Strategic assessment

IFC selected Acres International of Niagara Falls, Canada to begin the work on the strategic assessment. The Acres team held numerous consultations with villages and communities along the Victoria Nile. A workshop was sponsored for ‘informed stakeholders’ including administrators, officials and non-governmental organisations (NGOs) with responsibilities and perspectives that would assist in issue definition and resolution at the regional and national levels.

The Acres team also reviewed and revisited earlier system planning studies for their current applicability, the major candidate projects, and the options in Uganda for sources of electricity other than hydro power. Renewable energy sources, including their availability, practicality and economic feasibility, were also included in their work.

As the strategic studies progressed, ESG International, headquartered in Guelph, Ontario, Canada, was asked to assist in the final phases of the work. A second workshop for the ‘informed stakeholders’ identified by the Acres team was planned. One of its objectives was to define and prioritise the criteria for the future development of the Victoria Nile basin (the whole of the river system within Uganda) over the next 20 years.

The workshop identified ten key criteria:

• Regional economic development.

• Access to electricity.

• Human relocation.

• Tourism.

• Health services.

• Education services.

• Natural river flow.

• Land valuation/compensation.

• Employment.

• Cultural/spiritual sites.

ESG International subsequently developed a methodology to use these criteria to make judgements about future development in the watershed. The technique is based on a methodology developed in the early 1970s, primarily for use in the management of recreational lands and facilities in the western US. That approach was called ‘limits of acceptable change’ and was:

• Based on peoples’ perceptions and opinions.

• Presumed that change will occur.

• Aimed to manage those changes accordingly.

Such an approach had several distinct advantages over other, often highly technical and usually computer-based techniques. It could be explained to people in words. It used their understanding and perceptions to focus and set priorities for action. It recognised change explicitly, avoiding altogether the debates, concerns and confusion that surrounds assumptions that ecosystems and their inhabitants are static, fixed in time, and need to be preserved, thus. It was replicable, as and when needed.

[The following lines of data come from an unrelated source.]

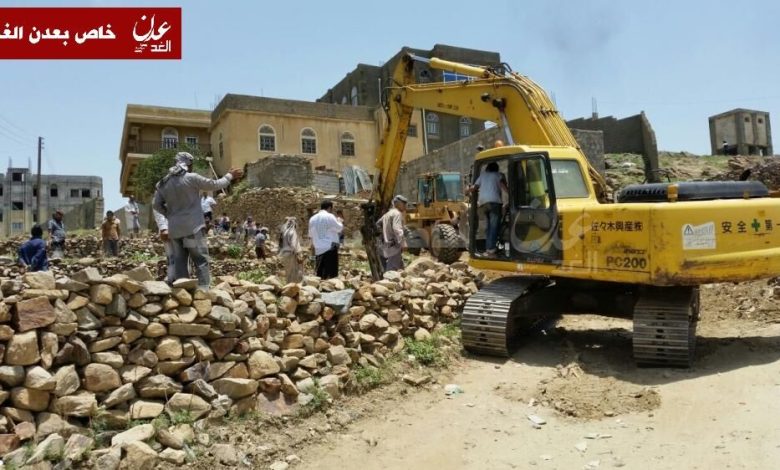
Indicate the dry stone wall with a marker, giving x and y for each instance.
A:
(89, 348)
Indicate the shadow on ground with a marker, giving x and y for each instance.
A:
(608, 353)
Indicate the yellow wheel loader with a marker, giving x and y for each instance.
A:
(438, 220)
(569, 249)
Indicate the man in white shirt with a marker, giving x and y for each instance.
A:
(393, 240)
(490, 184)
(177, 199)
(133, 210)
(324, 230)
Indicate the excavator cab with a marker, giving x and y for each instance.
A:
(528, 230)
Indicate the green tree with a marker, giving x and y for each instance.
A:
(154, 167)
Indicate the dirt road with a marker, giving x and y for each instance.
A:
(600, 410)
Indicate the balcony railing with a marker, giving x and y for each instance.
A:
(151, 146)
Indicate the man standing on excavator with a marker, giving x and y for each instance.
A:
(490, 185)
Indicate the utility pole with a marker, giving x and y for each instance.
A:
(38, 183)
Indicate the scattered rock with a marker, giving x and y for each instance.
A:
(138, 456)
(138, 433)
(225, 454)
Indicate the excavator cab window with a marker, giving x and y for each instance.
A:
(424, 191)
(532, 220)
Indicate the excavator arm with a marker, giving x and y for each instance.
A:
(514, 102)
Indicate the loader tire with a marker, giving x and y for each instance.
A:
(445, 243)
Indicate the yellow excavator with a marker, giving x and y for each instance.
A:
(568, 248)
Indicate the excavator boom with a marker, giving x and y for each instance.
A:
(533, 120)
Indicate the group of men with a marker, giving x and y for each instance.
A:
(182, 221)
(32, 255)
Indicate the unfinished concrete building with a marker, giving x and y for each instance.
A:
(80, 198)
(741, 132)
(363, 87)
(459, 157)
(632, 134)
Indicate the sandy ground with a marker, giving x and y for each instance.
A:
(601, 411)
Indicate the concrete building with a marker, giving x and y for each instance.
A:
(148, 129)
(363, 87)
(247, 128)
(80, 198)
(745, 132)
(632, 134)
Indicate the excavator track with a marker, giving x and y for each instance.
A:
(488, 322)
(665, 326)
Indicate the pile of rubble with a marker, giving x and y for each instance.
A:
(270, 206)
(766, 170)
(84, 357)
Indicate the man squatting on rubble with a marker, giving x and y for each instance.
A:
(178, 199)
(32, 253)
(324, 230)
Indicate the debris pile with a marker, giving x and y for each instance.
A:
(270, 206)
(766, 170)
(86, 356)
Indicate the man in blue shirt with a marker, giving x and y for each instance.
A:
(57, 235)
(32, 253)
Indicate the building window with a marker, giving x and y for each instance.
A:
(170, 138)
(432, 124)
(266, 138)
(347, 145)
(465, 127)
(308, 141)
(353, 95)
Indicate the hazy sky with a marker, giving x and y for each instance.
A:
(679, 61)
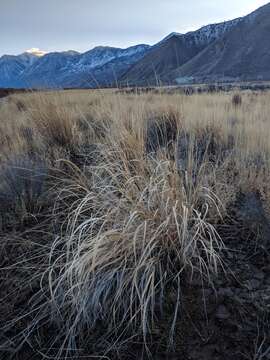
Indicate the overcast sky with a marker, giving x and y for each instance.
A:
(56, 25)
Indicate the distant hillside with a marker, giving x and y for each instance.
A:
(236, 50)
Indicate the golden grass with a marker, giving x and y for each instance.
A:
(139, 184)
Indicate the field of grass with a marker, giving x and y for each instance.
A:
(135, 225)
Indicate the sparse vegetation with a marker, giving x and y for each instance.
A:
(125, 217)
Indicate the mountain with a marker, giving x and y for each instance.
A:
(174, 51)
(231, 51)
(12, 68)
(236, 50)
(239, 55)
(101, 66)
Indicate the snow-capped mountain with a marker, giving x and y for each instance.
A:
(12, 67)
(235, 49)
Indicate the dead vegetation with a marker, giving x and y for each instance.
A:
(120, 204)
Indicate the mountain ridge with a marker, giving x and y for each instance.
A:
(233, 50)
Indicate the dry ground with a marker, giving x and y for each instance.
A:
(135, 225)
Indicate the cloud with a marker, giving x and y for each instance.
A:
(36, 51)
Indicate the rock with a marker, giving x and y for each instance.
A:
(253, 284)
(259, 275)
(222, 313)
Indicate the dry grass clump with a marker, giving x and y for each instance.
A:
(141, 184)
(130, 237)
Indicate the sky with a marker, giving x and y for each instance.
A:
(58, 25)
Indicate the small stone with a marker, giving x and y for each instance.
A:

Since change is occurring and recognised, the next iteration of the process might ‘discover’ that the changes people sought to manage previously had been accomplished, or had reached some new threshold, or needed to be revisited. So, instead of seeking a one-time, cast-in-stone ‘plan’ that could be put on a shelf for all time, the methodology allows, indeed fosters, a re-evaluation and revision of the management scheme as and when necessary. The recognition of change and the need for its management are core concepts in the success of the approach.

ESG International calls this adaptation of the limits to acceptable change approach regional integrated change management assessment (RICMA). Its application to the Victoria Nile helped IFC decide that the optimum hydro power development for the Victoria Nile under the conditions specified included two new projects: one upstream of the major hydrological ‘break’ on the Nile in the vicinity of Lake Kyoga and one downstream of that location. With the help of the World Bank’s International Development Agency and the Government of Uganda, IFC was able to set in motion plans to protect other lands and sites in the watershed, reflecting the other priority criteria identified by the stakeholders in the workshop.

The RICMA methodology has proven to be a convenient, accessible and economical approach to regional/strategic assessment in this case (the study took four months to complete). One step towards the sustainable development of the pearl that is Uganda has been taken. RICMA’s adaptability and usefulness in similar situations in future – selecting among land use alternatives; choosing between project alternatives; integrating project-level assessments at a regional level; and, specifying regional limits to acceptable change – seems assured.